B2011DW: What has been the most important aspect of your development in Kitchener since you came into the OHL?

RM: My coaches (in Kitchener) Steve Spott, Paul Fixter, and Troy Smith have taught me so much about the game, my positioning and not putting my team at a disadvantage defensively I don't want to make it sound like I couldn't do it before, because I've had some great coaches in my life before I came to Kitchener. But at the same time, I would say that I was always allowed to attack and play aggressively without a lot of emphasis on my own end. Being on this club, I've had to be much more responsible defensively, and the coaches have taken a real interest in making me a complete player while not taking away from my strengths.

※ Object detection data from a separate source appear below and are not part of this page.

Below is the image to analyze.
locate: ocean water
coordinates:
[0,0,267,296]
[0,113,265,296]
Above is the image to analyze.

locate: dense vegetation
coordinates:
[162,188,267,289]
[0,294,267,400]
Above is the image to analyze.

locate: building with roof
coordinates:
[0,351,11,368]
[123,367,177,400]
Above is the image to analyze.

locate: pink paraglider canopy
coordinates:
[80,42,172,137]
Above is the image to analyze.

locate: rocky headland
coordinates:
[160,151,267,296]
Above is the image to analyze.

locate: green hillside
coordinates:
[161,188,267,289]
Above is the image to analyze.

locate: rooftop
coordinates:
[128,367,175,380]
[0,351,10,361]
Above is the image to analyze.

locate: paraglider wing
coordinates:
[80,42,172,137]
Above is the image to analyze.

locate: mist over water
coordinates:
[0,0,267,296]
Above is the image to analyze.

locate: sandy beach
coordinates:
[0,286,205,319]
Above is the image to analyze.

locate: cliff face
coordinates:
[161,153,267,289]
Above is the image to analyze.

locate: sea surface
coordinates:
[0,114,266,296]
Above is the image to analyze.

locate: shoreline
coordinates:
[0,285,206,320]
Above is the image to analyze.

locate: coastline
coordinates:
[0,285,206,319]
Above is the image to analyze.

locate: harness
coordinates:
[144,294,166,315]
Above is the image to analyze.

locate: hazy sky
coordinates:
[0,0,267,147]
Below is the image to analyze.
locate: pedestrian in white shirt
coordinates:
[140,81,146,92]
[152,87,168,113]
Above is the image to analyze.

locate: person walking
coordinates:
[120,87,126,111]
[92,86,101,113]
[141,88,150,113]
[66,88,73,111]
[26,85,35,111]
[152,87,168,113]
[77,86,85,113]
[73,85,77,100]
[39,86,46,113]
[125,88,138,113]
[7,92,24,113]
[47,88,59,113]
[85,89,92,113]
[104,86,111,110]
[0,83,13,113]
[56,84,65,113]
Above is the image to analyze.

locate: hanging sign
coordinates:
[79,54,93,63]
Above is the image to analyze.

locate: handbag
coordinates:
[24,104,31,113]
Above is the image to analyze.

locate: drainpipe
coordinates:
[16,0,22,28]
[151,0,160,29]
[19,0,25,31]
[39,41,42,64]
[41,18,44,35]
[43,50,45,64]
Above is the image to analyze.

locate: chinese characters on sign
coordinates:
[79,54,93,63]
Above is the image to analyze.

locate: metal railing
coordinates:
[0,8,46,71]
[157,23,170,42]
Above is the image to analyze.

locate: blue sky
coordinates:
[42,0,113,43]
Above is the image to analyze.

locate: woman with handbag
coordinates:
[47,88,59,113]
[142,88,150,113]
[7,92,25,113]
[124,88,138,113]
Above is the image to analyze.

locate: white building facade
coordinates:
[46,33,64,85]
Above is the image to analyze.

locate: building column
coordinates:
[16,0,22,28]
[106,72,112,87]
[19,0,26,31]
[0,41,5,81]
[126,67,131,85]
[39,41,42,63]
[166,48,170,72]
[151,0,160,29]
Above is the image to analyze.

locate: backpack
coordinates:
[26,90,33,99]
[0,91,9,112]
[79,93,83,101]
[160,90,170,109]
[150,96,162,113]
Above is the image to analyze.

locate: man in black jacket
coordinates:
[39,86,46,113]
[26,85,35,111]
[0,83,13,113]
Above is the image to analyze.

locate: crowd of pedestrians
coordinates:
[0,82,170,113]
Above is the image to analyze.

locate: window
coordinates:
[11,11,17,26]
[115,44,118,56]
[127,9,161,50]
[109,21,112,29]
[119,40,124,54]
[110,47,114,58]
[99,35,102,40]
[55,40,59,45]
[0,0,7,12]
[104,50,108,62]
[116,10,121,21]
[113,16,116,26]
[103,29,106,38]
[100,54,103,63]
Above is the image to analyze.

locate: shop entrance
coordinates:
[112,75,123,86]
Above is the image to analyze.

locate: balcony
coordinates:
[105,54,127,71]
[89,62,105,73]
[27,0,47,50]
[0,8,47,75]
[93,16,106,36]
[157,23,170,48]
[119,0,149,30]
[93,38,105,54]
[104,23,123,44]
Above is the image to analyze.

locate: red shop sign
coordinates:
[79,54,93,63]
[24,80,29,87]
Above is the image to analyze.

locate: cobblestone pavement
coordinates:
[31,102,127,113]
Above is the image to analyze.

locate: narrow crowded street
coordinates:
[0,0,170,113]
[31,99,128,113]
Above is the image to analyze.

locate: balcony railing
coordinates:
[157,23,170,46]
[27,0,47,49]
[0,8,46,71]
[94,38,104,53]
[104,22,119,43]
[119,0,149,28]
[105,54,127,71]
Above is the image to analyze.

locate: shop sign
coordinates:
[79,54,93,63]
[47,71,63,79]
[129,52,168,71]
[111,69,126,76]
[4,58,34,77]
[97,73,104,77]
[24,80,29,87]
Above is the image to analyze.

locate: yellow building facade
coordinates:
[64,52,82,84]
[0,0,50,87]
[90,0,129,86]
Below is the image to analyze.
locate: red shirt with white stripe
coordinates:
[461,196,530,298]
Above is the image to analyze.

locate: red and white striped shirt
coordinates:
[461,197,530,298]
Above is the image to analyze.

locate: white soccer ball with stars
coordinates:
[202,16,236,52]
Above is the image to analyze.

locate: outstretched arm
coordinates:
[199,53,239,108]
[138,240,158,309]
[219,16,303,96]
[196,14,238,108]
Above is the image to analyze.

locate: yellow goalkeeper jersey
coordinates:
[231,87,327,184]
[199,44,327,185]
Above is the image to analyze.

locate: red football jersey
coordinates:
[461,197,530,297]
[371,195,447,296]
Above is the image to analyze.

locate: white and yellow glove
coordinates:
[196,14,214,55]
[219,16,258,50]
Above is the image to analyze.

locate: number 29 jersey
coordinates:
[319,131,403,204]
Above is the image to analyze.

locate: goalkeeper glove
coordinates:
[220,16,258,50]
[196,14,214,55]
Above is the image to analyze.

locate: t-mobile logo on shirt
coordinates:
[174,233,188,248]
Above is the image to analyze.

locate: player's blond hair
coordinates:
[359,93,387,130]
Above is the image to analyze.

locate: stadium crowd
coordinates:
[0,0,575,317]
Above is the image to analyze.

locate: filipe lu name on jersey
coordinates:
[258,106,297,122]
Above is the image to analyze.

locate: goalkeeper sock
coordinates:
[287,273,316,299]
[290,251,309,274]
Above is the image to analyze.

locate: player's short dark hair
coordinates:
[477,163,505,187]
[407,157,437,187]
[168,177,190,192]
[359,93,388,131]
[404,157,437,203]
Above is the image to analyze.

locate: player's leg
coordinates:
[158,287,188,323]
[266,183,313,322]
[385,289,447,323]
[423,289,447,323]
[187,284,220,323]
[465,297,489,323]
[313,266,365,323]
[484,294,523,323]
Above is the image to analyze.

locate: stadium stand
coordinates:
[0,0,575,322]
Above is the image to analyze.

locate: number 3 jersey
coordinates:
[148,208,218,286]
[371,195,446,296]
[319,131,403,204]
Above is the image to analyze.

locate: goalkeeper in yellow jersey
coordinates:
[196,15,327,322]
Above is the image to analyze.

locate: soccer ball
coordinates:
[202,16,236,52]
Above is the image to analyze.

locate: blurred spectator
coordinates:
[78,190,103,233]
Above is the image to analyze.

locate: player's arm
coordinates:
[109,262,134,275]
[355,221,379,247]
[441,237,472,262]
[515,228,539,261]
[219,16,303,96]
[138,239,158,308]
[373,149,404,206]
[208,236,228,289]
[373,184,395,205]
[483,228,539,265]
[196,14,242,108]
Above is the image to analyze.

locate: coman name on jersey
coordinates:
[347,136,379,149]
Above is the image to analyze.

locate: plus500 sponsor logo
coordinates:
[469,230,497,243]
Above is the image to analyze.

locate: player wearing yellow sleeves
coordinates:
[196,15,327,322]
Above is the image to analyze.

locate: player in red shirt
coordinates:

It's been a great experience here and I couldn't ask for a better situation.

B2011DW: Talk a little about that playoff loss to Windsor last spring after having a 3-0 lead in the series. What did that experience overall do for you as a player?

RM: It wasn't a good feeling after they came back, that's for sure. At the same time, they were a great team with a lot of NHL-drafted players and I think that in the end, their depth won out. I learned a lot about the team and what it takes to play at this level and the kind of intensity the OHL playoffs take on.The way I look at it, we took the best team in Canada to within one game of the OHL final. I learned a lot from going up against players like Taylor Hall, Ryan Ellis and all of the NHL draft picks they had on their roster. We came up short, but I think it helped us to grow as a team, too.

B2011DW: I saw you make an unbelievable pass to Jason Akeson during a recent game against Oshawa from the top of the point, right on the tape where he was standing just a few feet off the far post. Is that a play that just comes natural to you?

RM: I like to say I have pretty good vision. But I’ve been playing on this team a long time, and I think we’ve developed a lot of chemistry here. We have a great group of guys, and I just know where (Jason) Akeson is on the ice, so my teammates usually make it pretty easy for me to get the puck to them. A lot of it is instinctive, so it's hard to describe the process behind making one decision over another, but having the ability to process the game quickly is definitely something that I don't take for granted.

B2011DW: Beyond the coaching and development you've gotten in Kitchener, who are some of the other people who have been the most influential to you thus far in your hockey career?

RM: Obviously, my parents have given me so much support over the years. I wouldn't be the person and player I am without them and their willingness to make so many sacrifices for me when it comes to hockey. Also, my coach with the Simcoe Express, Maurice Catenacci has been huge for me. He was a terrific coach and mentor who made hockey a lot of fun for the guys on the team and really brought us together. I learned so much from him, and the experiences I had on that club will always stay with me.

Murphy has a great deal going for him. Although he lacks the kind of size and functional strength to be considered a sure thing as an NHL defenseman, as one of the most skilled "small men" in this class, you don't want to bet against him, either. He has been proving the detractors wrong with a flourish. He's likely to do the same at the next level.